第26話 僕とパンツと恥じらい

「そ、それより、まだ私が怒っている理由があるのだけど…」

 まだあるのか…というかそんなに一日ぐらいで人を怒らす理由を二つ以上作ってしまうほど僕も悪い子としていないと思うのだが。そう考えながら、結局わからないでいると、さっきと同じように、彩女はため息をつきながら、

「華憐ちゃんから手紙もらってたでしょ。あれはどういう意味なのよ!」

 といった。

 しかし、改めてこうやって文章に興してみると、その時はそんなに思わなかったのだが、結構失礼な発言だと思えてくるのである。普通に女子からお手紙をもらっただけなのに、何故そんなに疑問に思われ、そしてされには怒られなければならなかったのだろうか。

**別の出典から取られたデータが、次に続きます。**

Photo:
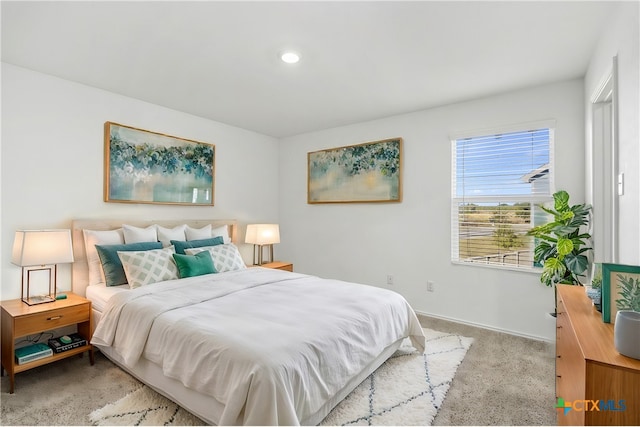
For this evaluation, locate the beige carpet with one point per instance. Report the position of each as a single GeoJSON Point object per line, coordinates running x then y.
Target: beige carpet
{"type": "Point", "coordinates": [406, 390]}
{"type": "Point", "coordinates": [503, 380]}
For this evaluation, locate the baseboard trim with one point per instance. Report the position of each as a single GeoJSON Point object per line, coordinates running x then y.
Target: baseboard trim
{"type": "Point", "coordinates": [480, 325]}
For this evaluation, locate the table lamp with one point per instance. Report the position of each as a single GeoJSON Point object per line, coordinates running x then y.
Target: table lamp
{"type": "Point", "coordinates": [261, 235]}
{"type": "Point", "coordinates": [41, 251]}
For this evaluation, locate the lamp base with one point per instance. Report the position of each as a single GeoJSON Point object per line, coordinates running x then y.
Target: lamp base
{"type": "Point", "coordinates": [41, 299]}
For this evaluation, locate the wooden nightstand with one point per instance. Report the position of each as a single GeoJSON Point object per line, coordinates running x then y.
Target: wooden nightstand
{"type": "Point", "coordinates": [279, 265]}
{"type": "Point", "coordinates": [20, 320]}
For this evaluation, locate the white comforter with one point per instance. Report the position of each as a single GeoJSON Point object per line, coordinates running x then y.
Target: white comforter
{"type": "Point", "coordinates": [273, 347]}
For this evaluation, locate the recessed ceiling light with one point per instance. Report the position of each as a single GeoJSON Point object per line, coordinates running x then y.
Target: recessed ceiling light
{"type": "Point", "coordinates": [290, 57]}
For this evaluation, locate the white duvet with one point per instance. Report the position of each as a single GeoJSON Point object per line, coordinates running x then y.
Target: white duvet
{"type": "Point", "coordinates": [271, 346]}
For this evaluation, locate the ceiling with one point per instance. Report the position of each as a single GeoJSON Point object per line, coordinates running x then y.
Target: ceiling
{"type": "Point", "coordinates": [359, 60]}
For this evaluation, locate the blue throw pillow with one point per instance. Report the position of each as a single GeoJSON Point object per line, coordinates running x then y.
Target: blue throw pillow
{"type": "Point", "coordinates": [190, 244]}
{"type": "Point", "coordinates": [111, 264]}
{"type": "Point", "coordinates": [194, 265]}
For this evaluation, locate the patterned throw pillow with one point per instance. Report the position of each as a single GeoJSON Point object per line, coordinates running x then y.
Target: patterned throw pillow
{"type": "Point", "coordinates": [225, 257]}
{"type": "Point", "coordinates": [112, 265]}
{"type": "Point", "coordinates": [146, 267]}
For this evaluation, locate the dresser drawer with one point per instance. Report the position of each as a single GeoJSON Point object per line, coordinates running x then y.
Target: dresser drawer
{"type": "Point", "coordinates": [37, 322]}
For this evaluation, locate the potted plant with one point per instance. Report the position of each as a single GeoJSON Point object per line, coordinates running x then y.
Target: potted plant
{"type": "Point", "coordinates": [561, 244]}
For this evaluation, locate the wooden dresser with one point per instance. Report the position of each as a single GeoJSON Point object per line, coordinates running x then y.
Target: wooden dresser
{"type": "Point", "coordinates": [588, 367]}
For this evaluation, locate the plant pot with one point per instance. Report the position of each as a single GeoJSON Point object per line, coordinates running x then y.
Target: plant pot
{"type": "Point", "coordinates": [626, 333]}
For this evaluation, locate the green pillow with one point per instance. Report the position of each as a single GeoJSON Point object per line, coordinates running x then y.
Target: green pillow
{"type": "Point", "coordinates": [181, 245]}
{"type": "Point", "coordinates": [111, 263]}
{"type": "Point", "coordinates": [194, 265]}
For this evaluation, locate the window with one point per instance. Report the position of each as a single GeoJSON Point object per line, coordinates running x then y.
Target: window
{"type": "Point", "coordinates": [498, 179]}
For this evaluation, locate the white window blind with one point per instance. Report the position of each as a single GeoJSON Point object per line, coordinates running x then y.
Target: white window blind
{"type": "Point", "coordinates": [497, 181]}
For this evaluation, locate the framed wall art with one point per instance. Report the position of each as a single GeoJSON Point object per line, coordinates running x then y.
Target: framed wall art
{"type": "Point", "coordinates": [141, 166]}
{"type": "Point", "coordinates": [361, 173]}
{"type": "Point", "coordinates": [620, 289]}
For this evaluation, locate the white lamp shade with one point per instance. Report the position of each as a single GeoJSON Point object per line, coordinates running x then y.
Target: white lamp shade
{"type": "Point", "coordinates": [42, 247]}
{"type": "Point", "coordinates": [262, 234]}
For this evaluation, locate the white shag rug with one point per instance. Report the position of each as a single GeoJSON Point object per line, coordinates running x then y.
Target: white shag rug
{"type": "Point", "coordinates": [408, 389]}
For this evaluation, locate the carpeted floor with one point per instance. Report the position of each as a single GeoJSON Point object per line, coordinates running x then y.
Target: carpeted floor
{"type": "Point", "coordinates": [407, 389]}
{"type": "Point", "coordinates": [503, 380]}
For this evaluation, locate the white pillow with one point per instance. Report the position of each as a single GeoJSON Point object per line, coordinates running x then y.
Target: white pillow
{"type": "Point", "coordinates": [225, 257]}
{"type": "Point", "coordinates": [136, 234]}
{"type": "Point", "coordinates": [145, 267]}
{"type": "Point", "coordinates": [198, 233]}
{"type": "Point", "coordinates": [221, 231]}
{"type": "Point", "coordinates": [166, 235]}
{"type": "Point", "coordinates": [99, 237]}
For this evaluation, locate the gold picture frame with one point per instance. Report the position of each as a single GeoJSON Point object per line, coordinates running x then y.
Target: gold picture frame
{"type": "Point", "coordinates": [362, 173]}
{"type": "Point", "coordinates": [142, 166]}
{"type": "Point", "coordinates": [612, 276]}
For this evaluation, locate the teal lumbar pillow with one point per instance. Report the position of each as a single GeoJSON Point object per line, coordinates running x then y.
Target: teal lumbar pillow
{"type": "Point", "coordinates": [194, 265]}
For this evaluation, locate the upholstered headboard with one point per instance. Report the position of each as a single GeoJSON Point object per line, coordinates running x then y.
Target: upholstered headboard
{"type": "Point", "coordinates": [80, 269]}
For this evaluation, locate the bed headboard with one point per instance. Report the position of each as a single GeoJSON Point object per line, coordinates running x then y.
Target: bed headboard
{"type": "Point", "coordinates": [80, 268]}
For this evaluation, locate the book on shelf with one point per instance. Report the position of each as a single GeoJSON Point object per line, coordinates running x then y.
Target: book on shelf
{"type": "Point", "coordinates": [58, 346]}
{"type": "Point", "coordinates": [32, 352]}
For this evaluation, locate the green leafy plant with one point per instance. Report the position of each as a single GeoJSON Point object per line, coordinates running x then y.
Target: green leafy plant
{"type": "Point", "coordinates": [629, 293]}
{"type": "Point", "coordinates": [561, 247]}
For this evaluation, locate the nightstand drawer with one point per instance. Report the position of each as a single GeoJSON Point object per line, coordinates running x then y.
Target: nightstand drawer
{"type": "Point", "coordinates": [37, 322]}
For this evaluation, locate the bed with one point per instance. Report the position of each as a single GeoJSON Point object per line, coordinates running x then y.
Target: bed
{"type": "Point", "coordinates": [242, 346]}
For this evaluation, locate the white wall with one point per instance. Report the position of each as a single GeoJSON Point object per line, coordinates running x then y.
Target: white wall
{"type": "Point", "coordinates": [52, 162]}
{"type": "Point", "coordinates": [621, 37]}
{"type": "Point", "coordinates": [411, 240]}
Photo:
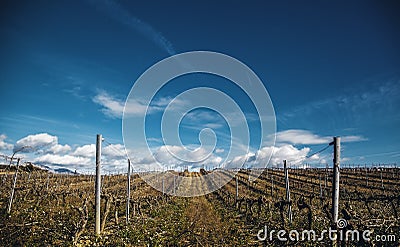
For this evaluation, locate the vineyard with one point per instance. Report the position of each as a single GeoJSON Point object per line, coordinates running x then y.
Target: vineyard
{"type": "Point", "coordinates": [58, 210]}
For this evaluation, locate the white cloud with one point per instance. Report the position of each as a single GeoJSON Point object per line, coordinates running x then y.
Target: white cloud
{"type": "Point", "coordinates": [353, 139]}
{"type": "Point", "coordinates": [60, 149]}
{"type": "Point", "coordinates": [36, 142]}
{"type": "Point", "coordinates": [85, 151]}
{"type": "Point", "coordinates": [259, 159]}
{"type": "Point", "coordinates": [4, 145]}
{"type": "Point", "coordinates": [305, 137]}
{"type": "Point", "coordinates": [114, 151]}
{"type": "Point", "coordinates": [56, 159]}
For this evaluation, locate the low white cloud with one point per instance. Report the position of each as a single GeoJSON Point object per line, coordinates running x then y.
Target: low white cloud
{"type": "Point", "coordinates": [271, 156]}
{"type": "Point", "coordinates": [305, 137]}
{"type": "Point", "coordinates": [56, 159]}
{"type": "Point", "coordinates": [88, 150]}
{"type": "Point", "coordinates": [36, 142]}
{"type": "Point", "coordinates": [3, 144]}
{"type": "Point", "coordinates": [60, 149]}
{"type": "Point", "coordinates": [114, 151]}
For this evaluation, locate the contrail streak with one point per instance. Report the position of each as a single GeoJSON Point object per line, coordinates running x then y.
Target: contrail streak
{"type": "Point", "coordinates": [118, 13]}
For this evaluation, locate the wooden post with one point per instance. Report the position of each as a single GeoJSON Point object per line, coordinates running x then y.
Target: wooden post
{"type": "Point", "coordinates": [13, 188]}
{"type": "Point", "coordinates": [174, 184]}
{"type": "Point", "coordinates": [128, 191]}
{"type": "Point", "coordinates": [98, 182]}
{"type": "Point", "coordinates": [335, 182]}
{"type": "Point", "coordinates": [237, 192]}
{"type": "Point", "coordinates": [272, 185]}
{"type": "Point", "coordinates": [287, 191]}
{"type": "Point", "coordinates": [163, 186]}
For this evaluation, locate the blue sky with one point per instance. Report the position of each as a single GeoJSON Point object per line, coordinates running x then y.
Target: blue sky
{"type": "Point", "coordinates": [331, 68]}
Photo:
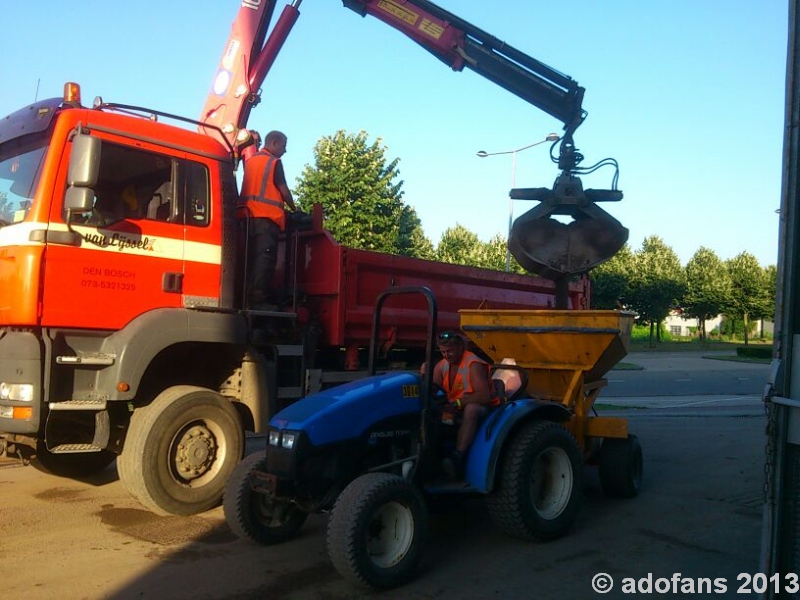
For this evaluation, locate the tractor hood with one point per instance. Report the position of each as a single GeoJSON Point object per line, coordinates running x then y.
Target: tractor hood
{"type": "Point", "coordinates": [348, 411]}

 確かに僕はいままで、生まれてこの方一度も女子から手紙をもらったことはないのだが、もちろん下駄箱に入っていて実は僕だけが知っているなんてイベントも一度もなかったのだが、僕だって高校一年生、そういった花のあるイベントの一つや二つあったって不思議ではないだろう。

 ここは百歩譲って、驚きの目線で見られても仕方ないかもやしれないが、何故その驚きを通り越して怒られなきゃいけないのだ。何故理由を聞かれなければならないのか。そりゃこの時期の手紙といえば告白しかなだろう!それとも彩女は一度も告白されたことがなくて悔やんでいたとでもいうのか?

 まぁ、実際、その手紙は告白ではなかったのだし、それにこれはもう済んだ話だから、一人机の前でイライラしていても話は進まないから、先に進もうと思うのだが僕は隠していても仕方ないので、適当に重要な部分は隠しつつ、有ったことを話した。

「ただ、ある僕の友人に関して一緒に調査しよう、って誘われただけだよ。たいした話でもないし、立花さんもすこし困っていたみたいだから協力してあげようかな、という感じってだけだよ。立花さんって、学校でも知られているぐらいの名探偵だろ?」

 立花さんを話の流れながら褒めてしまった。最悪であった。それを聞いて彩女は、驚き、不思議がって首をかしげながら言った。これこそ、日本の萌えの姿であった。

「華憐ちゃんは一人探偵として有名で、常に一人で事件を解決することで有名なのだけど、今回は優くんに協力してほしいっていってきたんだ…そんなこといままでなかったのに。私も一回も捜査に関して話を聞かせてもらったことないのに…」

 そういいながら、僕のほうをあやしそうに見るのであった。どっちかっていうと、僕が嘘をついているのではないか、といった目線で。だから、仕方なく、立花さんは話したことがないのだろうが、僕は捜査に関しての話を彩女にしてあげた。

「あの名探偵も今回は一人では息詰まったのさ。なんせ今回は男の子の秘密に関してなのだから、女の子の立花さんには限界があったんじゃないかな。」

「男の子の秘密ってどういうことよ。何に関してなの?」

 ここは、思ったことは隠さず言い、かつ好奇心も旺盛な彩女だ。もちろんこう聞いてくるだろうと思っていたが、如何せん、これは話しにくい。だって彩女は女の子なのだから。

「つまり、それは女の子には、話しにくいことっていうか…」

 僕は濁そうとするが、子供柄のものをいまだ使い続ける彩女である。そういうことには鈍く、

「それは、もちろん探偵さんなのだから人の秘密を操作するのだろうけど。」

 なんていうのである。まぁ、これほど鈍感だからこそ、変態の僕と十六年間仲良くしてくれたのだろうが。そう思いながら仕方なく、僕は重い口を開き、言った。

「つまり、男の子のトイレ事情ってやつなんだよ…」

「え…それって…」

 そこで鈍い彩女も悟ったのだろう。顔を赤らめて、口ごもってしまった。

あぁ、女の子というのはこれぐらいの恥じらいが必要なのである。エロ用語を言ってしまう前に口ごもってしまうぐらいのおしとやかさが必要なのである。例の探偵さんにも見習ってほしいものである。言ってから恥らっても駄目であるということを切に伝えたいのであった。